Karate is defined as a weaponless means of self-defense. It consists of dynamic offensive and defensive techniques using all parts of the body to their maximum advantage. This is achieved by a student’s persistent effort in training. If karate had to be described in only one sentence, the most suitable one may arguably be "You never attack first in karate." Quoted from Gichin Funakoshi, who's credited as the father of modern karate, and brought karate to Japan in 1922
From traditional karate, Tatsu Te Ryu utilizes the 3 K’s of martial arts training; Kihon, Kata, and Kumite. In each category, instruction is given to challenge the student. As the student progresses technically, they progress physically as well.
- Kihon (drilling of stances, blocks, punches, strikes and kicks)
A majority of our stances and striking can be found in traditional karate.
- Kata (pre-arranged forms simulating combat situations)
While we do use some traditional katas, Tatsu Te Ryu Karate has developed its own forms. This helps to separate us as our own style and not into just an alternative name to a pre-existing system.
- Kumite (sparring, controlled fighting)
When a student approaches black belt level, technique, stamina, speed, and coordination become natural as a result of strong practice. It is at this stage that the serious student discovers that his or her study of karate has only just begun.

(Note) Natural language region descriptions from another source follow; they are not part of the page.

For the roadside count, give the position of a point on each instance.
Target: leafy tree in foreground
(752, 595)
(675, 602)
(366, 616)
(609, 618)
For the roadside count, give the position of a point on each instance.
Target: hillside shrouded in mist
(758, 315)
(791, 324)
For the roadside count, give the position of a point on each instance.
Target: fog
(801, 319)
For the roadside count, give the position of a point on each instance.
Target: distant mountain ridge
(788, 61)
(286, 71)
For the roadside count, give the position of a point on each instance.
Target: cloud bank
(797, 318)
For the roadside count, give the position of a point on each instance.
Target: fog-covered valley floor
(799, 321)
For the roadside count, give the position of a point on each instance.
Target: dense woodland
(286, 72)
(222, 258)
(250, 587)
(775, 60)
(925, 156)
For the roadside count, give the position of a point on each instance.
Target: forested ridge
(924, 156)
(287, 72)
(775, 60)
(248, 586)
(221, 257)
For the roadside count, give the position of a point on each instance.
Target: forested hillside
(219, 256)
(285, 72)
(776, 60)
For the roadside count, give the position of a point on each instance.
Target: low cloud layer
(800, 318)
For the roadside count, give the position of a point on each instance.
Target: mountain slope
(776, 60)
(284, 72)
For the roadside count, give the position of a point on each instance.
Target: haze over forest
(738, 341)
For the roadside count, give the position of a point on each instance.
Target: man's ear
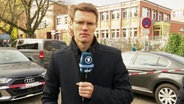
(70, 27)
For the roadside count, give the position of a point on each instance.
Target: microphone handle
(84, 79)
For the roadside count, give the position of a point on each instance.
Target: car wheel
(166, 94)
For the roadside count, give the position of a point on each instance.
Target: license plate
(29, 85)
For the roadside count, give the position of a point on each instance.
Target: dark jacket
(180, 99)
(109, 76)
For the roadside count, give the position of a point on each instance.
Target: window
(162, 62)
(58, 21)
(115, 33)
(166, 17)
(128, 57)
(160, 16)
(105, 16)
(105, 34)
(154, 15)
(115, 14)
(145, 12)
(124, 33)
(125, 13)
(134, 12)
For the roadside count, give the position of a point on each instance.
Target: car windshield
(12, 56)
(53, 45)
(175, 57)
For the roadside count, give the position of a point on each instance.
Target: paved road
(139, 99)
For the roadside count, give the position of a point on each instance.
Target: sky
(166, 3)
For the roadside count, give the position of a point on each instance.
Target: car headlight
(4, 80)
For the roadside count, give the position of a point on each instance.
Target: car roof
(7, 48)
(163, 54)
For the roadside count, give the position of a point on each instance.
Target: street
(139, 99)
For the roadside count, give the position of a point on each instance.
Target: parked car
(19, 77)
(156, 74)
(39, 50)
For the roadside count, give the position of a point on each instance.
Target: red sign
(146, 22)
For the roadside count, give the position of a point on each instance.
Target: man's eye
(80, 23)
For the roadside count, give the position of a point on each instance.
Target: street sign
(146, 22)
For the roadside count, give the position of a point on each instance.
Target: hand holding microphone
(86, 65)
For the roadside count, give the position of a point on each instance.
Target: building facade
(124, 21)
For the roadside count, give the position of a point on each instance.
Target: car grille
(23, 92)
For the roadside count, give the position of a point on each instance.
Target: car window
(162, 62)
(53, 45)
(128, 57)
(28, 46)
(146, 59)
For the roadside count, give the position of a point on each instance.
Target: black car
(19, 77)
(156, 74)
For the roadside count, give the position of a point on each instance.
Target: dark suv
(156, 74)
(38, 50)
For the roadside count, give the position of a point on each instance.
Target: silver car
(19, 77)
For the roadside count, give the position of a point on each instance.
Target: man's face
(84, 25)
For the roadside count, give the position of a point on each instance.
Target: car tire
(166, 94)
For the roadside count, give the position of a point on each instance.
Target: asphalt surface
(139, 99)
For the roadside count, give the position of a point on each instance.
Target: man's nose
(85, 26)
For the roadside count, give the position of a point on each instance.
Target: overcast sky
(167, 3)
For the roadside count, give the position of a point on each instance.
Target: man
(107, 83)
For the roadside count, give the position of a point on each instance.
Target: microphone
(86, 64)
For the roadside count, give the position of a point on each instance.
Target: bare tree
(25, 15)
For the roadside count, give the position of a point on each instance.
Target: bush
(175, 44)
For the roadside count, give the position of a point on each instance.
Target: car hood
(20, 70)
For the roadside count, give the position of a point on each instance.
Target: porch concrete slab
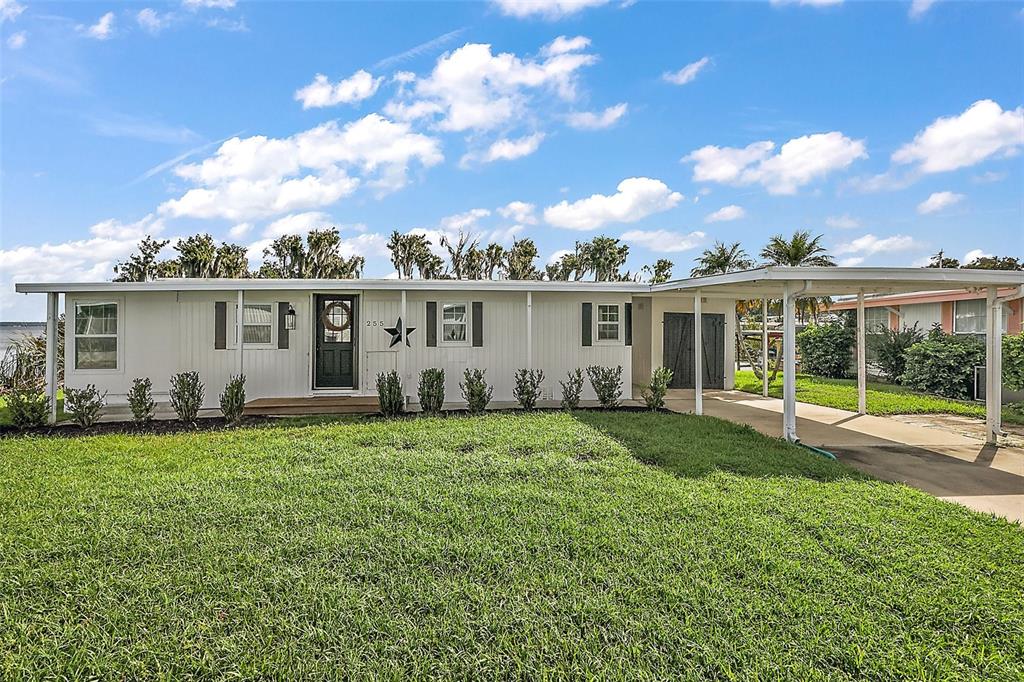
(947, 464)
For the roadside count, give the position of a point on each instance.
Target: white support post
(51, 353)
(402, 312)
(240, 336)
(529, 330)
(790, 366)
(764, 347)
(993, 367)
(697, 356)
(861, 356)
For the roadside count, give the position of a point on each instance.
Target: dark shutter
(629, 324)
(431, 324)
(220, 325)
(282, 332)
(477, 321)
(588, 320)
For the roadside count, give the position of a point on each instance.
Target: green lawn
(882, 398)
(649, 546)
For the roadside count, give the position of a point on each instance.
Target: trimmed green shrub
(84, 405)
(654, 394)
(825, 350)
(890, 348)
(607, 383)
(943, 364)
(186, 395)
(140, 399)
(1013, 361)
(390, 394)
(571, 389)
(232, 400)
(475, 390)
(431, 390)
(527, 387)
(28, 407)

Jujutsu is a Japanese martial art system consisting of joint locks, throwing, grappling and striking techniques.
Aikido on a purely physical level Aikido doesn’t focus on striking an opponent, but rather on using their own energy to gain control of them or to throw them away. It is not a static art, but places great emphasis on motion and the dynamics of movement.
From Jujutsu, Aikido, and Aikijujutsu; TTRKS utilizes the ability to control an opponent. There are times when the use of extreme force is not necessary. In these situations this knowledge is paramount. If there is a more peaceful and less combative alternative to a situation we will always try this avenue first.
Tae Kwon Do & Hapkido:
From our heritage in Korean based arts we honor Tae Kwon Do and Hap Ki Do.
The Korean arts influences TTRKS by utilizing their higher level kicks and some aerial techniques. Kicking at higher levels and performing aerial maneuvers help our students to control their balance, enhance flexibility, and increase the power and speed of their kicks. From these arts we endeavor to follow their philosophy of; Courtesy, Integrity, Perseverance, Self-Control, and Indomitable Spirit.
An ancient Japanese martial art which involves strategy, and tactics of unconventional warfare as well as the art of espionage. Ninjutsu uses conventional martial arts, with stealth, camouflage, sabotage, pressure points/nerve strikes, battlefield grappling “kumi-uchi” (old jujutsu form) and apothecary study. Ninjutsu training can also contain parkour, disguise, escape, concealment, archery, and medicine (poisons/antedotes/herbology/first aid). However unlike its empty handed predecessors Ninjutsu is also a weapon art, they teach shurikenjutsu, kenjutsu, sojutsu, bōjutsu, and others.
From Ninjutsu we have adopted numerous pressure point applications, nerve strikes, fight tactics, and we learn to be light on our feet as well as remaining mobile and efficient. TTRKS also teaches weaponry including bo, sai, nunchaku, sword, kama, tonfa and through non-combative means our most import weapon; our mind.